Menschen & Meinungen

Was man gegen die Attacken tun kann

Interview mit Albrecht Kieser

DRUCK+PAPIER: Ein Unternehmen geht systematisch gegen einen Betriebsrat vor mit dem Ziel, ihn aus seinem Job zu drängen: Kommt das häufiger vor?

Albrecht Kieser: Alle, die sich mit dem Thema beschäftigen, haben den Eindruck, dass das sogenannte Bossing, also Mobbing von oben durch Chef oder Geschäftsführung, zunimmt. Genauso wie die Bekämpfung von Gewerkschaften oder Betriebsräten, die unter dem Schlagwort Union Busting bekannt ist.

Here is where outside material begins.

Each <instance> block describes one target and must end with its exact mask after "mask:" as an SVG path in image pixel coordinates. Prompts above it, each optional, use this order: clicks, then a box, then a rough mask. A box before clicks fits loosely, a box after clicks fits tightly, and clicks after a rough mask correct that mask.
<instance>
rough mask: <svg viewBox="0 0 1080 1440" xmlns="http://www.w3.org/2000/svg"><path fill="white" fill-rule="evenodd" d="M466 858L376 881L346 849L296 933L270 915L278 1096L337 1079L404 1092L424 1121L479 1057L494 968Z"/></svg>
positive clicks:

Was wird Betriebsräten konkret angetan?

Üble Nachrede, Körperverletzung, Verstöße gegen Paragraf 119 Betriebsverfassungsgesetz, wonach sich jemand strafbar macht, wer Betriebsratsarbeit behindert – nichts wird ausgelassen. Wir kennen Beispiele, in denen Computer manipuliert, falsche Arbeitszeitabrechnungen untergeschoben, Betriebsräte von Detektiven beschattet oder tätlich angegriffen werden. Selbst wenn es den Angegriffenen gelingt, die Lügen aufzudecken und derlei Methoden gerichtlich verbieten zu lassen, machen die hartgesottenen ‚Gewerkschaftsfresser‘ weiter.

Und was macht die Justiz?

Die kennt sich auf diesem Gebiet leider viel zu wenig aus. Für Juristen ist die Schikane von Arbeitnehmervertretern und Gewerkschaften ein Thema, zu dem sie an der Universität nichts hören. Dazu kommt Personalmangel an den Gerichten. Insgesamt führt das dazu, dass diejenigen, die so strategisch gegen Arbeitnehmerrechte vorgehen, inzwischen das Gefühl haben, sie würden ohnehin nur das tun, was eine Mehrheit in der Gesellschaft für richtig hält.

Interview-Albrecht-Kaiser

Journalist Albrecht Kieser von www.work-watch.de geht Fällen nach, in denen Arbeitgeber mit rechtlich fragwürdigen Methoden gegen unliebsame Beschäftigte oder Betriebsräte vorgehen.

Wo kommt dieser Eindruck her?

Ich glaube, wir haben es schon länger mit einem politischen Paradigmenwechsel zu tun. In den Zeiten, in denen Unternehmen einer weltweiten Konkurrenz unterliegen, gelten die Rechte von Arbeitnehmern und die Mitbestimmung als Störfaktoren. Der Kündigungsschutz etwa verhindert, dass Chefs schalten und walten können, wie sie wollen. Gewerkschaften, so wird häufig von Arbeitgeberseite behauptet, würden mit ihrem kollektiven Ansatz, für alle Kolleg/innen gute Bedingungen erreichen zu wollen, etwas Gestriges sein, das auf die individuellen Interessen des Arbeitnehmers keine Rücksicht nimmt. Beschäftigte und Arbeitgeber sind aber keine Vertragspartner, die auf Augenhöhe verhandeln.

Haben die Gewerkschaften das Problem erkannt?

Inzwischen schon. In den vergangenen drei, vier Jahren sind mehr und mehr Initiativen gegen das Bossing entwickelt worden. Es gibt zunehmend mehr Beratungsangebote bei Mobbing gegen aktive Beschäftigte, Gewerkschafter und Betriebsräte.

Was hilft gegen Bossing?

Betroffene oder Gewerkschaften sollten auf Betriebsversammlungen darüber informieren. Hilft das nicht, sollten sie unbedingt Hilfe von außen holen – denn im Unternehmen sitzen Chef und Personalabteilung am längeren Hebel. Es kann sinnvoll sein, den Konflikt über lokale oder regionale Medien öffentlich zu machen, Vereine, Politiker oder Kirchenvertreter als Bündnispartner anzusprechen und die Angriffe gegen Gewerkschafter und Betriebsräte nicht nur betriebsöffentlich, sondern auch gesellschaftsöffentlich zu machen. Bossing und Union Busting sind politische Attacken. Dagegen muss politische Solidarität organisiert werden.